De
um bravo Ministro do Supremo Tribunal Federal, anos atrás ganhei um livro do
jurista italiano Luigi Ferrajoli e a crença de que o século 21 seria o século
do Judiciário, trazendo luzes, direitos, sede de Justiça, o poder
contra-hegemônico levando a justiça às minorias e aos órfaos da política.
O
Século 20 havia sido o do Legislativo, no início impondo o poder da maioria
sobre os direitos das minorias, insuflado por massas ululantes e levando ao
poder ditadores terríveis. Depois da Segunda Guerra, as maiorias legislativas
acabaram sendo contidas por constituições, que definiam princípios
civilizatórios e limites que não poderiam ser ultrapassados pela
legislação comum, impedindo golpes de Estado de maiorias eventuais.
Agora,
com o Século do Judiciário, o que se vê, em nível global, é o arbítrio sendo
exercido de uma forma inédita justamente pelo poder incumbido de trazer as
luzes.

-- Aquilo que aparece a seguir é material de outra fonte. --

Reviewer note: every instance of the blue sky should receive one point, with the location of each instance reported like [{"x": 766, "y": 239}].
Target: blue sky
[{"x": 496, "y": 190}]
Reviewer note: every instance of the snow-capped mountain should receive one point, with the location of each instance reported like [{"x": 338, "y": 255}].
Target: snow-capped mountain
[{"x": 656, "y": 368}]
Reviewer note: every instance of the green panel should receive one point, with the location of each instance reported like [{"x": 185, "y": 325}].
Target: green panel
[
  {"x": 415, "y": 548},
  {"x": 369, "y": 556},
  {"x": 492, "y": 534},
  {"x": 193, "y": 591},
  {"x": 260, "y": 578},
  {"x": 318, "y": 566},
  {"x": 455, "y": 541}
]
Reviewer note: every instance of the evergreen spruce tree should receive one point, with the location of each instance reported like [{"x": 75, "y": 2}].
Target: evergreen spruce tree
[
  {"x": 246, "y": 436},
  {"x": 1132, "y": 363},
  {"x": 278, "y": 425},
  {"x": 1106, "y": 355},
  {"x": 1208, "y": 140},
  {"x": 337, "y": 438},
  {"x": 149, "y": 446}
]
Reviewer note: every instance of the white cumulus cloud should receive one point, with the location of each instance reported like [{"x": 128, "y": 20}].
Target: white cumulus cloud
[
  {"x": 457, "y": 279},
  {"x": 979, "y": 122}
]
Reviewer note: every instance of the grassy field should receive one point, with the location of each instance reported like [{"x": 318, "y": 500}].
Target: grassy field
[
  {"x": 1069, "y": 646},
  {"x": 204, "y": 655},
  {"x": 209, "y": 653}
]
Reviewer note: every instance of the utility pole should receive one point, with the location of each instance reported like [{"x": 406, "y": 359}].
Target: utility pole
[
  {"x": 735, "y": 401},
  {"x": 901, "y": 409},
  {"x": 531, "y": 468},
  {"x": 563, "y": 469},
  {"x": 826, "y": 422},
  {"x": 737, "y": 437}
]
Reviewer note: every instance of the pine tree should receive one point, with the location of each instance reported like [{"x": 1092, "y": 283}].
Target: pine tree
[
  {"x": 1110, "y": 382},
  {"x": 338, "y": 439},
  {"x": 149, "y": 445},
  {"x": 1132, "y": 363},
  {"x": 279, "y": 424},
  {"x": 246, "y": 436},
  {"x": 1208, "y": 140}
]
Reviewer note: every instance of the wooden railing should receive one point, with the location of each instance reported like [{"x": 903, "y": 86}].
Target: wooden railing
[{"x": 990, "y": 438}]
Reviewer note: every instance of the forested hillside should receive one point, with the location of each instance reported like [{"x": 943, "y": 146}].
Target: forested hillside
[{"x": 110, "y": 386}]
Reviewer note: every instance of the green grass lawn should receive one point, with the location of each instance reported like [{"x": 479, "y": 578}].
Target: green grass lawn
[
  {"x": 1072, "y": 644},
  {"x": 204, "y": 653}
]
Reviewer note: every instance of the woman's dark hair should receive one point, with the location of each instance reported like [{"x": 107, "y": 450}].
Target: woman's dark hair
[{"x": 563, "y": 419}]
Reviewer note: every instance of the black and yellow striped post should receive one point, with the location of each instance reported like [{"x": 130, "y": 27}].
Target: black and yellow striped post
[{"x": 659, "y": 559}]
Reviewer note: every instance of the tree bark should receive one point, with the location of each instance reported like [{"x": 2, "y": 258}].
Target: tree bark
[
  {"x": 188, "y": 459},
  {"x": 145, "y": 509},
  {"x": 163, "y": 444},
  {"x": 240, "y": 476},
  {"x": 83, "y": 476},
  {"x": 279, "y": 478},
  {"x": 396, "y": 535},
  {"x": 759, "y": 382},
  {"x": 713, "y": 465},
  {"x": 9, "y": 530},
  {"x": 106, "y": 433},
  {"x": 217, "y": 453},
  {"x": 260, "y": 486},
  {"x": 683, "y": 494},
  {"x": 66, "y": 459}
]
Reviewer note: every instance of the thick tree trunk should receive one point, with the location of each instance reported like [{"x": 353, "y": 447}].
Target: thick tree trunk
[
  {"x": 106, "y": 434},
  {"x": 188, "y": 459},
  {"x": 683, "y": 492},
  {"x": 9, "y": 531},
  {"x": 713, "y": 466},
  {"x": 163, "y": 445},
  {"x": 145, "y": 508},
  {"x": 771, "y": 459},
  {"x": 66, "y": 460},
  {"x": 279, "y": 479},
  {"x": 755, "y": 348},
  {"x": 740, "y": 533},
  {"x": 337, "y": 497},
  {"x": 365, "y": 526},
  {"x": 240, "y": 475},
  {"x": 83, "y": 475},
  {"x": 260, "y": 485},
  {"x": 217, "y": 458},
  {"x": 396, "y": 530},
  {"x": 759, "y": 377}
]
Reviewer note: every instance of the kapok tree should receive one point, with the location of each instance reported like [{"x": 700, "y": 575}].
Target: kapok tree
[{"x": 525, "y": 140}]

A desmoralização da democracia representativa, dos partidos políticos, a
ampliação da cooperação internacional, fizeram com que Ministérios Públicos e
Judiciários de vários países passassem a instrumentalizar seus poderes
constitucionais, cometendo toda sorte de abusos e sendo alimentados pela malta
que passou a vociferar através das redes sociais.
Os
casos de multiplicam. No Japão, o franco-brasileiro Carlos Ghosn está sendo
submetido a uma perseguição implacável do MP japonês, mantido isolado na
prisão, sem direito de se comunicar com o exterior e sem acesso aos autos para
se defender. E tudo tendo como pano de fundo a disputa entre franceses e
japoneses pelo controle de uma empresa automobilística.
No
Canadá, o MP foi acionado pelos Estados Unidos para prender a filha do dono da
Huawei, como instrumento da guerra tecnológica pelo desenvolvimento do 5G.
Em
Portugal, o ex-primeiro ministro José Sócrates foi submetido a um ano de
massacre pela parceria dos procuradores portugueses com a imprensa. Depois,
permaneceu um ano preso sem culpa formada.
Nos
Estados Unidos, alguns juizes e procuradores se aliaram a escritórios de
advocacia e empresas de auditoria para criar uma indústria do compliance,
arrancando bilhões da economia produtiva para a economia improdutiva que se
instalou. A última vítima foi a Petrobras.
No
Peru, a perseguição da Lava Jato local levou um ex-presidente ao suicídio.
País
sem tradição democrática, o Brasil comprometeu a própria democracia, tendo como
episódios trágicos o impeachment e a prisão política de Lula. O plantio
pertinaz das sementes do arbítrio não foram praticadas por jovens
procuradores concurseiros, mas por Ministros do STF, como Joaquim Barbosa,
Ayres Brito, Carmen Lúcia, o indizível Luís Roberto Barroso, de Procuradores
Gerais, como Antonio Fernando de Souza, Roberto Gurgel, Rodrigo Janot, todos
encantados com seus novos poderes, e sem um pingo de responsabilidade em
relação à Constituição, às leis, ao país. E, principalmente, devido à cegueira
generalizada da mídia, só percebendo o monstro que criara quando de suas
entranhas nasceu essa figura pública disforme de nome Jair Bolsonaro.
O
século do Judiciário gerou a maior ameaça à democracia desde a
ascensão do nazismo. A lógica é a mesma: a legitimação dada pelo clamor das
turbas, derrubando leis, Constituição, calando os críticos, exterminando as
oposições e impondo o populismo penal, sem freios nem contrapesos. E com
procuradores se comportando como milícias vingadoras, sem estarem submetidos a
nenhuma forma de freio.
Hoje
o Brasil está mergulhado em uma luta entre corporações, com o caos
institucional se espalhando por todos os poros do Estado.
Espera-se
que, vendo a bocarra escancarada da barbárie, Ministros, juízes, procuradores,
políticos, jornalistas de bom senso acordem a tempo de evitar o caos final.